Can we talk about Brett Kavanaugh? Does anyone remember how the supposedly reasonable Democrats poured over his high school yearbooks in hopes of exposing an alleged sexual harasser? What about gang rape accusations lobbed at Kavanaugh, and that Dems so deeply believed? How about a certain Hawaiian senator’s question to Amy Coney Barrett about whether she had a history of sexually harassing others?

Do you the reader enjoy the WiFi that enables you to read and work from anywhere, the smartphones that make it possible for you to summon cars, meals and the world’s plenty with a touch of a button, and do you yearn for the day when cars will drive themselves in concert with exponentially fewer car accidents and deaths? Billionaires were behind the first two innovations, and the creators of driverless cars will similarly be billionaires, but Democrats daily rant about the horrors of “inequality.”

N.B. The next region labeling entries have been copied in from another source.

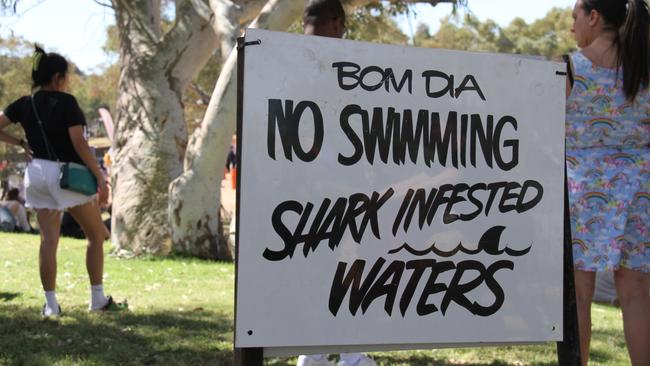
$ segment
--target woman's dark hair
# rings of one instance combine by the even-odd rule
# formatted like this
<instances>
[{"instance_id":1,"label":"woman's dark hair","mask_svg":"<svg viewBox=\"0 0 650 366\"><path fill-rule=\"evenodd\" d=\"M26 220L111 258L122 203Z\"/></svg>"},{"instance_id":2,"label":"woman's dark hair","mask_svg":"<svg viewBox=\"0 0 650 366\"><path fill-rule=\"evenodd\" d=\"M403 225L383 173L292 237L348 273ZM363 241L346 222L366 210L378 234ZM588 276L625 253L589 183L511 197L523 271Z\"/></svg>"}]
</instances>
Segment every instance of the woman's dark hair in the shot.
<instances>
[{"instance_id":1,"label":"woman's dark hair","mask_svg":"<svg viewBox=\"0 0 650 366\"><path fill-rule=\"evenodd\" d=\"M623 69L625 96L633 101L650 82L650 13L646 0L583 0L582 6L587 13L600 13L606 27L616 32L616 65Z\"/></svg>"},{"instance_id":2,"label":"woman's dark hair","mask_svg":"<svg viewBox=\"0 0 650 366\"><path fill-rule=\"evenodd\" d=\"M7 200L8 201L18 201L19 196L20 196L20 191L18 190L18 188L12 188L7 193Z\"/></svg>"},{"instance_id":3,"label":"woman's dark hair","mask_svg":"<svg viewBox=\"0 0 650 366\"><path fill-rule=\"evenodd\" d=\"M32 88L47 85L54 75L65 76L68 72L68 61L58 53L47 53L38 45L34 45L32 56Z\"/></svg>"},{"instance_id":4,"label":"woman's dark hair","mask_svg":"<svg viewBox=\"0 0 650 366\"><path fill-rule=\"evenodd\" d=\"M310 0L305 6L302 19L305 24L321 25L334 19L345 23L345 10L339 0Z\"/></svg>"}]
</instances>

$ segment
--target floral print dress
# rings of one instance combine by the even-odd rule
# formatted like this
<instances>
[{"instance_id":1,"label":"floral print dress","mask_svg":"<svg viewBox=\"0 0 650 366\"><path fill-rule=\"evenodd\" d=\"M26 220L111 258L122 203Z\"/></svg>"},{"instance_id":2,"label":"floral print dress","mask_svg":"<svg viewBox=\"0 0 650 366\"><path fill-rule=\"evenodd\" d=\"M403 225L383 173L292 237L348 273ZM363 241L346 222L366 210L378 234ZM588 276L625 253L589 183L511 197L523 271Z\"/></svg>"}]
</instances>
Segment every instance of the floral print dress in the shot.
<instances>
[{"instance_id":1,"label":"floral print dress","mask_svg":"<svg viewBox=\"0 0 650 366\"><path fill-rule=\"evenodd\" d=\"M650 93L631 103L622 73L571 55L566 162L577 269L650 272Z\"/></svg>"}]
</instances>

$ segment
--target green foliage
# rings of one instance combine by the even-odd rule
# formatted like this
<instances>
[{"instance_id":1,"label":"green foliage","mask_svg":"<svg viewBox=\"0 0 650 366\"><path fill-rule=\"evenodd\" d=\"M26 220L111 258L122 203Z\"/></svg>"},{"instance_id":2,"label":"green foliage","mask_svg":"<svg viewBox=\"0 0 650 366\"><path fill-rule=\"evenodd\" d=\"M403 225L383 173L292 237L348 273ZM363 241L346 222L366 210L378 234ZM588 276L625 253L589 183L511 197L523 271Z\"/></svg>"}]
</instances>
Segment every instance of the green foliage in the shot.
<instances>
[{"instance_id":1,"label":"green foliage","mask_svg":"<svg viewBox=\"0 0 650 366\"><path fill-rule=\"evenodd\" d=\"M400 3L378 2L362 6L348 16L345 38L405 45L408 37L399 29L394 17L404 14L407 9L406 5Z\"/></svg>"},{"instance_id":2,"label":"green foliage","mask_svg":"<svg viewBox=\"0 0 650 366\"><path fill-rule=\"evenodd\" d=\"M21 96L31 94L32 51L33 44L22 38L0 38L0 110ZM101 74L84 75L73 64L69 77L69 92L79 101L89 126L95 127L93 122L99 117L97 109L111 108L117 99L119 67L112 65ZM24 138L18 124L9 126L6 131ZM9 174L22 173L25 158L21 148L0 143L0 156L10 163L0 172L0 180L6 180Z\"/></svg>"},{"instance_id":3,"label":"green foliage","mask_svg":"<svg viewBox=\"0 0 650 366\"><path fill-rule=\"evenodd\" d=\"M514 19L507 27L493 20L479 21L466 14L460 21L449 16L431 35L426 26L418 26L414 44L420 47L467 51L513 53L557 58L575 49L571 34L571 9L554 8L542 19L527 24Z\"/></svg>"},{"instance_id":4,"label":"green foliage","mask_svg":"<svg viewBox=\"0 0 650 366\"><path fill-rule=\"evenodd\" d=\"M232 264L107 257L104 285L116 299L128 298L131 311L89 314L86 243L64 238L59 245L57 282L64 316L59 322L44 322L39 316L43 295L38 246L37 235L0 233L0 365L231 364ZM620 309L594 305L592 319L590 365L629 365ZM557 365L554 343L372 356L380 366ZM265 362L293 366L296 359Z\"/></svg>"}]
</instances>

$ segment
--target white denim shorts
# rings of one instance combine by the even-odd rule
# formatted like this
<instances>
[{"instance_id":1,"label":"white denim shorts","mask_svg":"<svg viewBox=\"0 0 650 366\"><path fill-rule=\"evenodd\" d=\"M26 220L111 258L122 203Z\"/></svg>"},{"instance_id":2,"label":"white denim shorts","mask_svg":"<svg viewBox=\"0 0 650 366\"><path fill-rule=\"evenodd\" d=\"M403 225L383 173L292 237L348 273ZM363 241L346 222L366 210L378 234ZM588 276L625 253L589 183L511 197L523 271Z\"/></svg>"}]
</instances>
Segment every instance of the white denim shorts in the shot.
<instances>
[{"instance_id":1,"label":"white denim shorts","mask_svg":"<svg viewBox=\"0 0 650 366\"><path fill-rule=\"evenodd\" d=\"M25 171L25 206L34 209L66 210L91 202L86 196L59 186L61 165L55 161L34 159Z\"/></svg>"}]
</instances>

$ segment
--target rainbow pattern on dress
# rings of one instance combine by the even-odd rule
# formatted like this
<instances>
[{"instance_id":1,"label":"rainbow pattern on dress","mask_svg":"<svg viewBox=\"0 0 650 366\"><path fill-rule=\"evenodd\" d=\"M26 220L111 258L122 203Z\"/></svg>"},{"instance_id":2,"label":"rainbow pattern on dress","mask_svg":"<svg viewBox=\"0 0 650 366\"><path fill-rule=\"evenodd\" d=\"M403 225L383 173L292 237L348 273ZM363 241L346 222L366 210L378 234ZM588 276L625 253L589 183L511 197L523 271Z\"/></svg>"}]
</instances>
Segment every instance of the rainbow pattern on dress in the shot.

When it comes to “global warming” or “climate change,” it’s not that Republicans don’t believe that the climate doesn’t change as much they don’t buy the allegedly rational analysis from Dems that “a failure to act” will result in the world’s biggest coastal cities morphing into undersea monuments to inaction. Basically Republicans believe in science, but believe in markets that comprise all known information even more. The biggest market in the world is people, and over 50% of the world’s people live in coastal areas precisely because that’s where wealth and opportunity are most abundant. Implicit in Brook’s view that scientific alarmism should be accepted as gospel is that the combined knowledge of half of the world’s population and more than half of its wealth is rather stupid, and blithely ignoring the ruin that awaits them. Sorry, not happening.

Which brings us back to the recent presidential election. Businesses in major cities were boarded up ahead of the vote, though not out of fear that Biden would win. It was insurance against the opposite. While an apparent majority of Republicans peacefully believe fraud perhaps led to a Biden victory, Democrats can always be counted on to loot and wreck the property of others when their candidates don't win. Yet Brooks worries about the “rotting” of the Republican mind....The self-hugging Brooks is teaching his readers how to self-tackle.